The original Super Mario World 2: Yoshi’s Island is a classic game from the 16bit era that is adored by many gamers worldwide. I still think it’s interesting that it was a sequel to another one of the most beloved games and yet it has spun off into a series all it’s own. As you can imagine when Nintendo announced a true sequel to the original it set off a wave of excitement and anticipation throughout the gaming community, but the way people play games today has changed since the 90’s and few mainstream games are as punishing as they were back then. So does this title hold up to the high expectations? Yes and no. Let me explain.
The artwork from the original was ground breaking and really showed what the SNES and Super FX chip inside the game cartridge were cabable of. The combination allowed for special effects such as parallax scrolling and gave the ability for character sprites to be stretched to giant sizes for boss battles. To sum it up it helped to bring the world in Yoshi’s Island to life on SNES and to this day I find the artwork charming with it’s bright colors and little touches like butterflies fluttering in the foreground.

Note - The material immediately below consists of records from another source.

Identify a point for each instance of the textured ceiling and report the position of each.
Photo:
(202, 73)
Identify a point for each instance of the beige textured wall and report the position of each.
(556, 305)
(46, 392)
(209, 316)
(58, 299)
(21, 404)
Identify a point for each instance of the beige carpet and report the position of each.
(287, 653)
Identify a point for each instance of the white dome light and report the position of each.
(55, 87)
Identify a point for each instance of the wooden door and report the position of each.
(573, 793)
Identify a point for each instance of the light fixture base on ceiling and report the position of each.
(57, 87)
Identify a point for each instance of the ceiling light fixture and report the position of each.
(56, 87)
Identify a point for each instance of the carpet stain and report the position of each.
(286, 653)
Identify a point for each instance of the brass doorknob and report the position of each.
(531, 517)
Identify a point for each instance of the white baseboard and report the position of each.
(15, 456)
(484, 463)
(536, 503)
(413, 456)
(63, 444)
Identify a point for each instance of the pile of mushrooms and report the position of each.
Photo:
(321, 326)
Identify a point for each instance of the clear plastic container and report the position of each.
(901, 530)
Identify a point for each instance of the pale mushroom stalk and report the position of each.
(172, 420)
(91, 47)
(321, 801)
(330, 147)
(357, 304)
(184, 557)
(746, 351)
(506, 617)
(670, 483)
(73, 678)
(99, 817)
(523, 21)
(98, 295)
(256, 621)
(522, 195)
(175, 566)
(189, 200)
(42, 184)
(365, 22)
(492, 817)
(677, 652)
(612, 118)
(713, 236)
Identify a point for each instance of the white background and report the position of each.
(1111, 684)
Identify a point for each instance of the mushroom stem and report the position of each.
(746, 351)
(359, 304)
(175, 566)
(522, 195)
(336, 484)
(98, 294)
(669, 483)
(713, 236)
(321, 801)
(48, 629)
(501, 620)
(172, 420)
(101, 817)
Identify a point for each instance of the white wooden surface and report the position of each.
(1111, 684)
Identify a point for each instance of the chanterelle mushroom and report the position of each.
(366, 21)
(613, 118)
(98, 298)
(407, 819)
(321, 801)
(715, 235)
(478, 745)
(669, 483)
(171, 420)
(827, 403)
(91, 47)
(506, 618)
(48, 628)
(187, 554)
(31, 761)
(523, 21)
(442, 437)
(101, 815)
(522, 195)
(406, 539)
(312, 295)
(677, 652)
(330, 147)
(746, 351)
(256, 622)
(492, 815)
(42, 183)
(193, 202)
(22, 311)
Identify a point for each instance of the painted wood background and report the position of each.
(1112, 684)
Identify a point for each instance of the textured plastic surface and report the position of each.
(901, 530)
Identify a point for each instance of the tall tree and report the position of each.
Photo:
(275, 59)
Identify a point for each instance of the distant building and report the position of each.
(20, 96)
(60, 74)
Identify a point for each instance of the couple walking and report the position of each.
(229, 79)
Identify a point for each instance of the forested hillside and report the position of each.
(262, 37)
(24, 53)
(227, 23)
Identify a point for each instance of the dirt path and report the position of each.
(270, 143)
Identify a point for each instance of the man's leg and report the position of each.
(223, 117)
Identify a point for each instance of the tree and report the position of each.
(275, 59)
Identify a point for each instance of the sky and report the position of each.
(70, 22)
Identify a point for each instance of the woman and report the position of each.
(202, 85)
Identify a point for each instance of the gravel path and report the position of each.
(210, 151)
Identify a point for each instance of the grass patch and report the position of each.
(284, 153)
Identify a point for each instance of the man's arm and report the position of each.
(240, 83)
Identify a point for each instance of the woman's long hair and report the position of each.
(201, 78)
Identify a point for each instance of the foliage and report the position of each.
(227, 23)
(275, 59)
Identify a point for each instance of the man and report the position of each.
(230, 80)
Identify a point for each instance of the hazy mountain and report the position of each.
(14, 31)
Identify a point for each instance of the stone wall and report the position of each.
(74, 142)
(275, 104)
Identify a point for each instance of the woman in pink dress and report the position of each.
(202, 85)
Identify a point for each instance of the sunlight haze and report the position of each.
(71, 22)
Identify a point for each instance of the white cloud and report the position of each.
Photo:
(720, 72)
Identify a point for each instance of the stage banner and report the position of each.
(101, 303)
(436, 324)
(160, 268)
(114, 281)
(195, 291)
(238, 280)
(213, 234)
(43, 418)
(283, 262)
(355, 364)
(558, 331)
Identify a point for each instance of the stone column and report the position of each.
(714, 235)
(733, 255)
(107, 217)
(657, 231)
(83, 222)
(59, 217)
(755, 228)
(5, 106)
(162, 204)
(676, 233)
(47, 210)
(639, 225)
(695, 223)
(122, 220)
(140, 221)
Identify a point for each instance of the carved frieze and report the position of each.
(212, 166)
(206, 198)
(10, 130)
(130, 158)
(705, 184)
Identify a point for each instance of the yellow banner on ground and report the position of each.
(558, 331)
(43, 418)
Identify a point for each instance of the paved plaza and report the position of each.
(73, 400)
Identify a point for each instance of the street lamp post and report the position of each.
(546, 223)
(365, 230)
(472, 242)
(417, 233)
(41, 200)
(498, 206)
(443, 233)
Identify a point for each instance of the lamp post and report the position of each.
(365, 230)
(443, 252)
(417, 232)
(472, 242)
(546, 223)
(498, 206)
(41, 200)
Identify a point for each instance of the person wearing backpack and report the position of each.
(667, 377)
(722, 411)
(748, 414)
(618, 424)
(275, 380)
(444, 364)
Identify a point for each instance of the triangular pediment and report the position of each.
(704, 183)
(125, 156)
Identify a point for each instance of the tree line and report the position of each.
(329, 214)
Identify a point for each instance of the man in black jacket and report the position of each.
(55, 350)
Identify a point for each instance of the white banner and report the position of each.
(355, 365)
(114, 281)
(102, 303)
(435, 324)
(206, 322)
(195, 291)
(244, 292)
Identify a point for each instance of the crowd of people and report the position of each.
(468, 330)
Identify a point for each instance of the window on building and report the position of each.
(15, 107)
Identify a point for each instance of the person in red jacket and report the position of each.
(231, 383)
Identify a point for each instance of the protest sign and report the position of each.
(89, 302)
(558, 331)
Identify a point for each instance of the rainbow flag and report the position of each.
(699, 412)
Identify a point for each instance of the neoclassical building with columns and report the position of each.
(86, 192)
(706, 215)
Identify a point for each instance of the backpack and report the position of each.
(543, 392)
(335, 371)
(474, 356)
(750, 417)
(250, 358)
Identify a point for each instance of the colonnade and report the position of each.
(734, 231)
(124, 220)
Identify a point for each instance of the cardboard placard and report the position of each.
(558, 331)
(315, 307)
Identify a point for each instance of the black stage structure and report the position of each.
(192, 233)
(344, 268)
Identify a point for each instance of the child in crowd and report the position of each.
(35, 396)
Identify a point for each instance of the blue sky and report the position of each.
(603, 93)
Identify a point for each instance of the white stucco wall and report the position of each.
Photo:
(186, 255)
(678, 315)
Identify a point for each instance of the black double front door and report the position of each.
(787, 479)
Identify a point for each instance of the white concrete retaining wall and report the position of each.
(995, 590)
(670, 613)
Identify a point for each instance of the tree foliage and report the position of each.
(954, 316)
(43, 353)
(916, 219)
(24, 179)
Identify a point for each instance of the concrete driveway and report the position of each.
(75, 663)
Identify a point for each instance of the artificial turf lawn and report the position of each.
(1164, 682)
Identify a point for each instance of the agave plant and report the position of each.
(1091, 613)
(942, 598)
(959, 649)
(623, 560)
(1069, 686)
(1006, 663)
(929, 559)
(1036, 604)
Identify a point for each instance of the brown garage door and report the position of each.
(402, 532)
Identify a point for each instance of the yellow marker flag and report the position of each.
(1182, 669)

There were also brilliant gameplay mechanics scattered throughout the game that never seemed to grow old. As Yoshi you could suck in your enemies and spit them back out at other enemies. The central mechanic was the ability to turn an enemy you had in your mouth into an egg that you could then throw to kill other enemies, break block barricades, or help collect coins and flowers that were otherwise unreachable to you. There were sections where Yoshi was able to transform into a plane, bus, or submarine and collect coins while trying to reach the end goal in time. Thankfully these are the only timed mini stages in the game and you’re otherwise free to roam and explore the many hidden areas and passages that await you thanks to the brilliant level design. The fact that Yoshi’s Island focuses on fun and tricky platforming coupled with exploration over precision platforming that is constantly overshadowed by a time limit makes it one of my favorite games and platforming franchises.
Overall Yoshi’s New Island lacks the heart and charm that still oozes from the original and maybe that’s because Nintendo didn’t develop the sequel and instead left it in the hands of Arzest. Or maybe it’s because this game was meant more for kids and less for those of us who grew up with the it’s SNES predecessor. That’s not to say Yoshi’s New Island is a bad game because it’s a good game and I had fun playing it. It’s just that it’s not memorable or as well designed as the original and feels like more of the same with a much easier difficulty. I am now looking to the future and have my hopes up for Yoshi’s Woolly World when it arrives on Wii U.